Jalen James

Personal information
- Full name: Jalen James
- Date of birth: May 10, 2000 (age 26)
- Place of birth: Grand Prairie, Texas, United States
- Height: 5 ft 10 in (1.78 m)
- Position: Winger

Youth career
- 2014–2018: FC Dallas

College career
- Years: Team / Apps / (Gls)
- 2018–2022: Campbell Fighting Camels / 60 / (20)

Senior career*
- Years: Team / Apps / (Gls)
- 2019: Denton Diablos / 8 / (4)
- 2021: Mississippi Brilla / 11 / (5)
- 2022: South Georgia Tormenta 2 / 11 / (1)
- 2023: Lexington SC / 19 / (0)
- 2024–2025: Chattanooga FC / 22 / (5)

= Jalen James =

American soccer player (born 2000)

Jalen James (born May 10, 2000) is an American professional soccer player who plays as a winger.

==Career==
===Youth, College & Amateur===
James attended Lone Star High School. While at high school he earned attended multiple US Youth Soccer Association Olympic Development Program camps and won a pair of USYSA State Cup championships. He joined the FC Dallas academy in 2014, where he played until 2018.

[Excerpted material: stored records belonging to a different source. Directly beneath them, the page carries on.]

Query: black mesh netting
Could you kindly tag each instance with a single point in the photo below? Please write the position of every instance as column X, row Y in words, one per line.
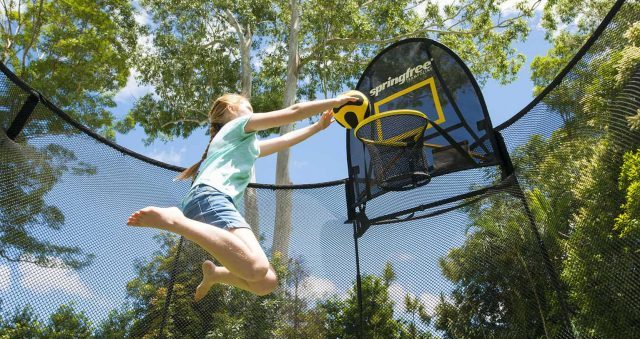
column 549, row 251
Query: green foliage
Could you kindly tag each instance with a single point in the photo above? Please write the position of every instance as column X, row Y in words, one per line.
column 77, row 53
column 197, row 49
column 581, row 191
column 29, row 174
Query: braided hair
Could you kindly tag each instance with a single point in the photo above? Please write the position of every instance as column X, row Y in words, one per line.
column 217, row 117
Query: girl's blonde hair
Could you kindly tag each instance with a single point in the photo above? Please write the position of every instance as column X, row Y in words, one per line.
column 216, row 120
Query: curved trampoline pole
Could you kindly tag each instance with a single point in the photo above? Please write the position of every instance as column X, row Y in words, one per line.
column 167, row 301
column 553, row 276
column 358, row 277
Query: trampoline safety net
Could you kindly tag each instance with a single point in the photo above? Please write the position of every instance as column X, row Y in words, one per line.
column 551, row 250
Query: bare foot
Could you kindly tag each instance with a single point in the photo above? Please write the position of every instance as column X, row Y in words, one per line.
column 208, row 279
column 158, row 217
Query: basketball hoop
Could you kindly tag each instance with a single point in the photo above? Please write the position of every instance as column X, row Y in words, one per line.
column 394, row 140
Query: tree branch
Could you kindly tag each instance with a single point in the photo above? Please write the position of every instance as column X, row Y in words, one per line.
column 232, row 21
column 175, row 122
column 36, row 32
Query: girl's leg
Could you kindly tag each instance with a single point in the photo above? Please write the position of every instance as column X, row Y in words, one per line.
column 240, row 253
column 212, row 274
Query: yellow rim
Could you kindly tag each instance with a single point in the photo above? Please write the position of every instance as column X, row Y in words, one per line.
column 393, row 141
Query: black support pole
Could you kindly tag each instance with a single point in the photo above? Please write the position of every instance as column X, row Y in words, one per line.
column 555, row 281
column 358, row 278
column 23, row 115
column 167, row 301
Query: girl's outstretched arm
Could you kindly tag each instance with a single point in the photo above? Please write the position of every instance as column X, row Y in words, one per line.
column 293, row 113
column 277, row 144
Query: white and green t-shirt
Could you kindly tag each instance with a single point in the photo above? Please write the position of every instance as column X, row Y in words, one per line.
column 230, row 159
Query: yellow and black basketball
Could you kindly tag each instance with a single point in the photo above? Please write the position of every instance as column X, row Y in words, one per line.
column 350, row 114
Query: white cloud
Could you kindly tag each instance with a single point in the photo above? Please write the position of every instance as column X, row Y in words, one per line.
column 509, row 7
column 5, row 277
column 46, row 280
column 317, row 288
column 170, row 156
column 132, row 90
column 298, row 164
column 397, row 293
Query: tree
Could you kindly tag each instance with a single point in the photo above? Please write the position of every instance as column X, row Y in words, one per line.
column 316, row 54
column 342, row 317
column 77, row 53
column 28, row 175
column 575, row 181
column 65, row 322
column 327, row 55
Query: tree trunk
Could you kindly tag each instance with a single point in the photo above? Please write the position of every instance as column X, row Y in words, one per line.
column 245, row 39
column 282, row 232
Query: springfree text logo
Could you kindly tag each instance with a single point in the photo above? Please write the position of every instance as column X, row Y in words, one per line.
column 408, row 74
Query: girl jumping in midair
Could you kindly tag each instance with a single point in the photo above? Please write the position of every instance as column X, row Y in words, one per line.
column 208, row 215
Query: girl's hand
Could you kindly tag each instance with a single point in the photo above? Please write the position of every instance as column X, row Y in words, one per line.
column 325, row 120
column 343, row 99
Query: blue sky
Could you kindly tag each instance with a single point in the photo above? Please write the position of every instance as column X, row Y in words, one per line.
column 321, row 158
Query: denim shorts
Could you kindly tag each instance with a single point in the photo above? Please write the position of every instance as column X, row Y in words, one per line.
column 206, row 204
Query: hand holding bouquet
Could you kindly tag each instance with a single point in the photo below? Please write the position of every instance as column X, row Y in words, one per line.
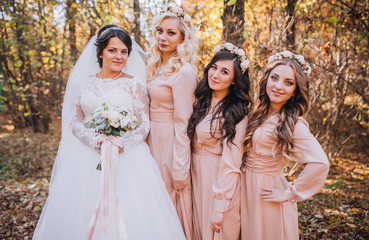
column 112, row 120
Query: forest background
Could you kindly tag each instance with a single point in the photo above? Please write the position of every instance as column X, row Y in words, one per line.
column 41, row 40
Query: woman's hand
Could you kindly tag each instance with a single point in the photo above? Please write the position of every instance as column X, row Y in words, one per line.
column 273, row 195
column 121, row 149
column 180, row 184
column 216, row 220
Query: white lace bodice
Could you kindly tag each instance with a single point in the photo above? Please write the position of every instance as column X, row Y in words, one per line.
column 128, row 92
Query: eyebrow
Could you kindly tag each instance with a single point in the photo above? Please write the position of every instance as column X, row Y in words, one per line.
column 169, row 29
column 273, row 73
column 116, row 48
column 224, row 68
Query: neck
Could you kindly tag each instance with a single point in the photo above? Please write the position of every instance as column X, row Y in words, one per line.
column 166, row 57
column 215, row 99
column 274, row 108
column 109, row 74
column 219, row 94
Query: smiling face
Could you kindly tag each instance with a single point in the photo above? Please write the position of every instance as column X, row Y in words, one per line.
column 169, row 36
column 220, row 77
column 281, row 86
column 114, row 56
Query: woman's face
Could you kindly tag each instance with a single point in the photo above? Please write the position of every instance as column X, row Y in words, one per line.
column 114, row 56
column 220, row 77
column 281, row 85
column 169, row 35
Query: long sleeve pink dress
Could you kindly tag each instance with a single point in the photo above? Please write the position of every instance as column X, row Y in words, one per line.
column 279, row 220
column 215, row 173
column 170, row 109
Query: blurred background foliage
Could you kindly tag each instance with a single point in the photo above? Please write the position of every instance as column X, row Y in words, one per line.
column 41, row 40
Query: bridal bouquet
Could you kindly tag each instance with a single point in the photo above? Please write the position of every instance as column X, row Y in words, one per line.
column 112, row 120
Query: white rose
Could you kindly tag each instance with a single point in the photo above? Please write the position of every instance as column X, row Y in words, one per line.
column 217, row 49
column 124, row 122
column 245, row 64
column 300, row 58
column 271, row 59
column 240, row 52
column 287, row 54
column 229, row 46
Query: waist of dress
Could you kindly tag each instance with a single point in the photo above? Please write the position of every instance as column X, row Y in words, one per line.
column 161, row 117
column 265, row 165
column 204, row 152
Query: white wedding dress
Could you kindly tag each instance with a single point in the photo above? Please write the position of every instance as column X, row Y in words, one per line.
column 146, row 207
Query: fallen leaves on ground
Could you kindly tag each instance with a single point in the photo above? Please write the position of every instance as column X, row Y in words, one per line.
column 339, row 211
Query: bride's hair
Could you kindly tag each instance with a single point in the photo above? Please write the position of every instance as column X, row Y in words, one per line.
column 296, row 106
column 232, row 108
column 104, row 35
column 186, row 51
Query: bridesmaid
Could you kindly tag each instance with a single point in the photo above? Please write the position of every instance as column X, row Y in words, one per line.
column 171, row 83
column 277, row 133
column 217, row 128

In 2018, James attended Campbell University in 2018, where after redshirting his freshman season he went on to make 60 appearances for the Fighting Camels, scoring 20 goals and tallying eight assists. During his college career, James garnered all-region honors from United Soccer Coaches and all-conference honors from the Big South.

During his summers in college, James played at the semi-professional level. In 2019, he made eight appearances for National Premier Soccer League side Denton Diablos, scoring four goals. 2021 saw him play in the USL League Two with Mississippi Brilla, scoring five goals in 11 games and been named to the 2021 League Two Top Prospects list and the Central Conference Team of the Year. In 2022, James remained in the USL League Two with Tormenta FC 2, scoring a single goal for the team in 11 appearances.

===Professional===
On January 24, 2023, James signed his first professional contract with USL League One side Lexington SC ahead of their inaugural season.